Dramatic pictures of grizzlies fishing for salmon bring tourists from all over the world to “Super, Natural B.C.”
But those tourists rarely see the gut-churning videos of a grizzly being shot, attempting to run for his life and then being shot again — a sequence included in the new film “Trophy” produced by LUSH Fresh Handmade Cosmetics.
Yet, Premier Christy Clark and the BC Liberals show no sign of changing course and, in a parting shot, one of the most energetic supporters of the hunt, retiring Energy and Mines Minister Bill Bennett told Vaughn Palmer on Voice of B.C. that parts of the province have too many grizzly bears and they need to be shot.
It is a view that is increasingly out-of-step with the majority of British Columbians and in direct opposition to the views of Coastal First Nations who have banned trophy hunting in their territory.
Following a trend set by previous polls, an October 2015 Insights West poll found that 91 per cent of British Columbians oppose hunting animals for sport. The margin of error is plus or minus 3.1 per cent.
“Look at who we are as a people and a nation and where we are headed,” environmental activist Vicky Husband urged the Grizzly Bear Foundation board of inquiry in Victoria.
“We are past the time to stop grizzly hunting. It’s not ethically right,” she told the three-person panel headed by philanthropist Michael Audain.

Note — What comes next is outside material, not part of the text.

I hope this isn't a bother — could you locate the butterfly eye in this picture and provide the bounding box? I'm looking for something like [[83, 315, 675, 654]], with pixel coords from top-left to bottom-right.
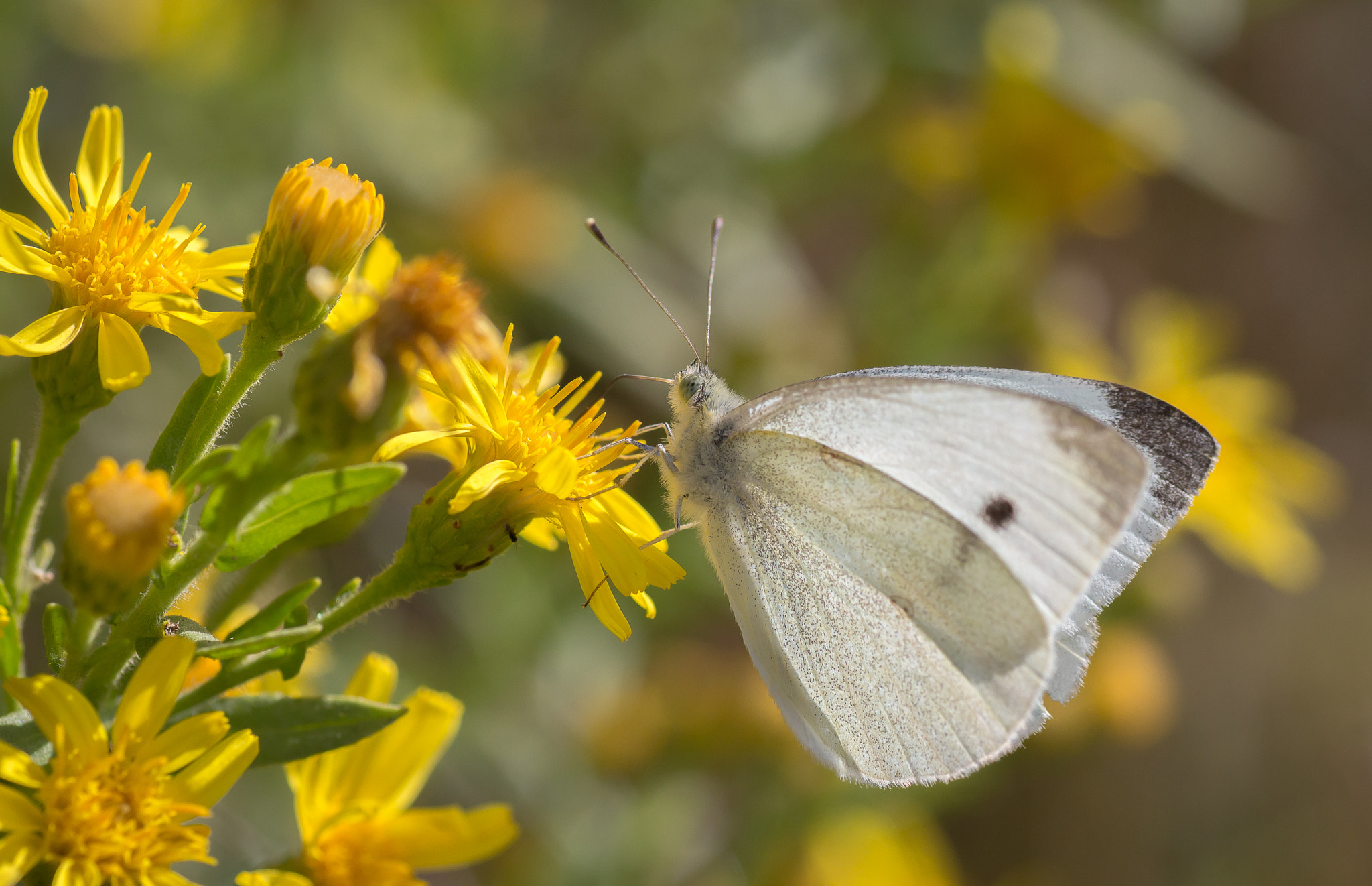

In addition to holding public hearings, the panel is talking to First Nations, scientists, hunters, guide outfitters and conservation organizations and will use the information it garners to set up conservation, research and education programs.
The group, which is looking at the effects of climate change, urbanization, loss of habitat, accidents and food availability as well as the hunt, is writing a report that will be handed to government in February.
Another report headed government’s way this spring is from Auditor General Carol Bellringer, who is looking at whether the province is “meeting its objective of ensuring healthy grizzly bear populations throughout B.C.”
The government claims its decisions are science-based and points to the new scientific review, but the Audain panel was cautioned to take the report with a grain of salt
“This was a government report, commissioned by government, for government. It was not peer-reviewed,” warned professional forester Anthony Britneff.
Government estimates of the number of grizzly bears are based on models, but Melanie Clapham, a post-doctoral fellow at the University of Victoria, who has researched grizzlies for a decade, cautioned that more research is needed.
“Models are only as good as the numbers you put in to them,” she said.
A 2012 study by Stanford University in conjunction with the Center for Responsible Travel found that bear viewing groups in the Great Bear Rainforest generated “more than 12 times more in visitor spending than bear hunting.”
But there is increasing concern that the two activities cannot co-exist.
Grizzly bears are a passion for Dean Wyatt, owner of Knight Inlet Lodge, and he takes pride in showing tourists the bears feeding on salmon and berries near his lodge.
But, even though Wyatt wants more British Columbians to understand the vital role grizzlies play in the environment, most of his guests are from overseas because he has found from bitter experience that advertising in B.C. is dangerous for the bears.
“I would love to have more British Columbians, but the ones that come first are the hunters, so we don’t market very much in B.C.,” he told the Audain panel.
“If we put something in the paper, immediately the hunters show up to see if the bears are there. The hunters are there in their boats 24 hours later. It’s horrible,” Wyatt said.